Наступила осень. По распоряжению Комитета помощи из Москвы «Малыгин» с Бабушкиным на борту возвратился в Архангельск, а «Красин», приняв на борт отремонтированного «Красного медведя», снова пошел на север, во льды, чтобы продолжать розыски. Они, увы, не дали результатов. Никаких следов итальянцев, унесенных остатками изувеченного дирижабля, обнаружить не удалось. Не оставалось надежд и на спасение Амундсена после того, как в Баренцевом море рыбаки нашли поплавок «Латама» — исчезнувшего французского гидроплана.
Тем не менее второй поход «Красина» принес существенную пользу географической науке. Корабль под флагом СССР поставил рекорд свободного плавания во льдах, достигнув широты 81°41' норд, проник к северу дальше, чем все суда предшествующих экспедиций. Попутно была разгадана тайна, волновавшая не одно поколение путешественников: гипотетическая «Земля Джиллиса», присутствие которой предполагалось между Шпицбергеном и полюсом, как выяснилось теперь, после похода «Красина», в действительности не существует.
В актив экспедиции справедливо занесено и достижение Земли Франца-Иосифа. Там, в западной части огромного архипелага, — на мысе Пиль — красинцами был создан продовольственный склад. На всякий случай, как говорится. Кто знает, он еще может пригодиться кому-либо из итальянцев или спутников Амундсена, если только посчастливилось им уцелеть?!.
О походах «Красина» и «Малыгина», явивших всему миру пример советского гуманизма, были сняты документальные фильмы, выпущены десятки книг и в нашей стране и за рубежом.

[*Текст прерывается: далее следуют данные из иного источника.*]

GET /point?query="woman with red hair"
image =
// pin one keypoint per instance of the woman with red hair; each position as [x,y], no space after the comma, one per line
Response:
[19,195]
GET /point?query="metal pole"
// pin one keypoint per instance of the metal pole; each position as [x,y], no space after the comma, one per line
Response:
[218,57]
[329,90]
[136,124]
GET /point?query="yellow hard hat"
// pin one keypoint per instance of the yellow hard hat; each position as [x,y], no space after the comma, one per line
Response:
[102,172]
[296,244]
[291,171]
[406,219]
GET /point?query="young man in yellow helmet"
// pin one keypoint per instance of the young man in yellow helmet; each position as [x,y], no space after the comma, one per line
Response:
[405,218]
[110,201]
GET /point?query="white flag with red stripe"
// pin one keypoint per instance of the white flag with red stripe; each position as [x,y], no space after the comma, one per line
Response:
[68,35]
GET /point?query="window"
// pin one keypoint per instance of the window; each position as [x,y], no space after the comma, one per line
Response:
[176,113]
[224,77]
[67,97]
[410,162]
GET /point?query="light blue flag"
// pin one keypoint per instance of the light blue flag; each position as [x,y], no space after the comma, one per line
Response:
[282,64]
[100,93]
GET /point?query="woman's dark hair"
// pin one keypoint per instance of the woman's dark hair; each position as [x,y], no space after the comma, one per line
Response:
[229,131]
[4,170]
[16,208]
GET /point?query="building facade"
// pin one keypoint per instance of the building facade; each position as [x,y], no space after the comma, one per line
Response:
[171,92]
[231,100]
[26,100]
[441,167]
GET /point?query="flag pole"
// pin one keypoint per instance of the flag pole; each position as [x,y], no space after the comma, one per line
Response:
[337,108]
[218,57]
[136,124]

Высшей по тем временам награды Родины — ордена Трудового Красного Знамени удостоились руководители обеих экспедиций и отдельные наиболее отличившиеся моряки. Но особо торжественно прозвучал оглашенный 8 октября в Москве на заседании в Большом театре приказ № 201 по Военно-Воздушным Силам Рабоче-Крестьянской Красной Армии:
«Отмечая исключительные заслуги перед трудящимися работников Военно-Воздушных Сил РККА, участвовавших в полярных экспедициях, Центральный Исполнительный Комитет СССР по ходатайству Реввоенсовета СССР и Осоавиахима постановил наградить орденами Красного Знамени: командира корабля эскадрильи Чухновского Бориса Григорьевича, младшего летчика авиаотряда Страубе Георгия Александровича, летчика-наблюдателя Алексеева Анатолия Дмитриевича, авиатехника эскадрильи Шелагина Андрея Степановича, летчика Добролета Бабушкина Михаила Сергеевича, бортмеханика Добролета Грошева Федора Ивановича».
Для Чухновского и Алексеева общественное признание их заслуг было драгоценно вдвойне. В походе «Красина» на помощь бедствовавшим итальянцам они продемонстрировали огромные возможности авиации и радио в Арктике, а также результаты совместного применения самолета и ледокола.